Most automation failures start at the IP. Datacenter addresses get flagged, the wrong country gets geo-blocked, and shared proxy pools burn out fast. A proxy puts your session on an IP and location the target site expects — US retail from a US address, EU compliance from an EU exit, or your own corporate proxy when policy requires it. Anchor provides built-in residential-style routing with country/region/city targeting.

### [Bring Your Own Proxy](/advanced/bring-your-own-proxy)

When policy or compliance requires your own egress, plug in an HTTP, HTTPS, or SOCKS5 server you already operate. You control the provider, credentials, and network path; Anchor routes the browser session through it.

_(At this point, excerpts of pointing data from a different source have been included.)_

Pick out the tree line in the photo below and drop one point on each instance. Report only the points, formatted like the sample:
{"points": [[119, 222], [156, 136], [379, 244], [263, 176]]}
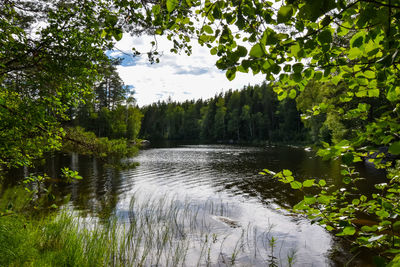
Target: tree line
{"points": [[252, 114]]}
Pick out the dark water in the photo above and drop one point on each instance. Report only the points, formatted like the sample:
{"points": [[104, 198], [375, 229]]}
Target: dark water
{"points": [[226, 176]]}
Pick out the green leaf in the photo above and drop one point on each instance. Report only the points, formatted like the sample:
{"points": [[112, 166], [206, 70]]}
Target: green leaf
{"points": [[257, 50], [395, 148], [292, 93], [348, 230], [296, 185], [287, 173], [309, 200], [231, 74], [354, 53], [242, 51], [325, 37], [382, 213], [208, 29], [297, 68], [285, 13], [171, 4], [357, 40]]}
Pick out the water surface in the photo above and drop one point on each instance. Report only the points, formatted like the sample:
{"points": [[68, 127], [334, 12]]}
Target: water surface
{"points": [[222, 183]]}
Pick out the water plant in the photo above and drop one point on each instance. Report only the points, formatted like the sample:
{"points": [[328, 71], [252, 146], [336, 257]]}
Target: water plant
{"points": [[147, 232]]}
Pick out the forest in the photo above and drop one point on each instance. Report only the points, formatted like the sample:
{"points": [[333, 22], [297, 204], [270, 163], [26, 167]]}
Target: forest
{"points": [[332, 78]]}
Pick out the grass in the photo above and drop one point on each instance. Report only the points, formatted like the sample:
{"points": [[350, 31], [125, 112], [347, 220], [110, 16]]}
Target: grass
{"points": [[153, 232]]}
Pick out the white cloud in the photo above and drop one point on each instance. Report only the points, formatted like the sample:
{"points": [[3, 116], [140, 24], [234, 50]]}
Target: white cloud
{"points": [[180, 77]]}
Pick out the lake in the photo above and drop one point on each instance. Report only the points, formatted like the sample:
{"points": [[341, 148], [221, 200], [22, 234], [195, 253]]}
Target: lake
{"points": [[239, 217]]}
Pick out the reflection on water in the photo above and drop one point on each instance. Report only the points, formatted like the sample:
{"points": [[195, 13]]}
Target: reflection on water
{"points": [[225, 177]]}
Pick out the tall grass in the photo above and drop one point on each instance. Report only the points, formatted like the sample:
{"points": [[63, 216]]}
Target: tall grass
{"points": [[154, 232]]}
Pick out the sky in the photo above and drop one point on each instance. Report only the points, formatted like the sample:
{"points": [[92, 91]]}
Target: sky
{"points": [[179, 77]]}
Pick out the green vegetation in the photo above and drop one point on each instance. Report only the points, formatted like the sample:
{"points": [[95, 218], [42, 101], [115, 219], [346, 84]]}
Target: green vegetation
{"points": [[339, 57], [252, 114]]}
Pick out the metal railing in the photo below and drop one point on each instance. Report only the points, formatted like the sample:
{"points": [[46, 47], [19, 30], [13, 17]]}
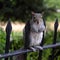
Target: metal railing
{"points": [[53, 56]]}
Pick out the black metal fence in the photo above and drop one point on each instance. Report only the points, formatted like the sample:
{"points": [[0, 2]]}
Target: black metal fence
{"points": [[53, 56]]}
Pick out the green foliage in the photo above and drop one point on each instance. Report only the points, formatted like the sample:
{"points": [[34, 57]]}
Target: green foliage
{"points": [[21, 9], [17, 42]]}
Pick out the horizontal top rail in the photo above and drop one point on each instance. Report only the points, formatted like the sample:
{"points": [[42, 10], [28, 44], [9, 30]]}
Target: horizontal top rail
{"points": [[22, 51]]}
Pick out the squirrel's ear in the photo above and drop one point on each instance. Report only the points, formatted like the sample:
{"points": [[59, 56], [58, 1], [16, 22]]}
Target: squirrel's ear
{"points": [[42, 13], [32, 13]]}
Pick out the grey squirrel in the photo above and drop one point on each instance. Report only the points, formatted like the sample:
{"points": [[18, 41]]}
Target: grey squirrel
{"points": [[33, 32]]}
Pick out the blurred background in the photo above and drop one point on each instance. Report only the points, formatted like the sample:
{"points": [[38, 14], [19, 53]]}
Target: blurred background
{"points": [[19, 12]]}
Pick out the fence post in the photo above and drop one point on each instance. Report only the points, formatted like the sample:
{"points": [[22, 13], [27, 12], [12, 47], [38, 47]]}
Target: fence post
{"points": [[40, 52], [51, 57], [8, 32]]}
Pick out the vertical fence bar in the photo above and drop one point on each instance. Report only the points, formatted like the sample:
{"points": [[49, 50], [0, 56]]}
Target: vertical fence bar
{"points": [[54, 39], [40, 52], [8, 32]]}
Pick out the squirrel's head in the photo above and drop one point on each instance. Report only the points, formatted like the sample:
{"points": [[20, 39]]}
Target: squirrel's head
{"points": [[37, 22]]}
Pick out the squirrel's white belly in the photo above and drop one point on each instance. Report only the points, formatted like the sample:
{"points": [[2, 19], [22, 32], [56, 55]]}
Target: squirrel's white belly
{"points": [[35, 38]]}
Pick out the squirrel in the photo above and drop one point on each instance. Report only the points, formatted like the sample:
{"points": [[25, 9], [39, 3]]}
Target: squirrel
{"points": [[33, 32]]}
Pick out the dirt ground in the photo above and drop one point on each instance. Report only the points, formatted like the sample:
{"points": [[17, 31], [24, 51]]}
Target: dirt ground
{"points": [[18, 26]]}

### [Dedicated Sticky IP](/advanced/dedicated-sticky-ip)

Some sites don't just care *where* you are — they care that your IP *stays the same*. Banking, SaaS accounts, and fraud systems lock or challenge users whose IP jumps between sessions. A dedicated sticky IP reserves one egress address for a profile so every run looks like the same device coming from the same place.

### [Anchor VPN](/advanced/anchor-vpn)

Rotating proxies trade consistency for scale. When you need a **stable, private egress path** at enterprise volume — one IP that belongs only to you, on infrastructure Anchor operates end-to-end — VPN replaces the commodity proxy hop. Fewer reputation surprises, fewer mid-flow auth breaks.

### [Extra Stealth](/essentials/stealth)

A clean IP is not enough if the browser itself screams "bot." Sites inspect fingerprints: automation flags, headless signals, canvas/WebGL consistency, and dozens of other tells. Extra Stealth runs a hardened Chrome environment built to pass those checks — so your session is less likely to be identified as automated before it ever clicks a link. Requires proxy. Growth plan.

### [CAPTCHA solving](/advanced/captcha-solving)

CAPTCHAs exist to stop bots at the front door — image puzzles, Cloudflare turnstiles, "verify you're human" gates. When one appears mid-flow, automation stops unless something solves it. Anchor watches for CAPTCHA UI in the session and resolves it automatically using vision-based detection, so your workflow continues without a human in the loop. Requires proxy (or a profile with its own stable egress).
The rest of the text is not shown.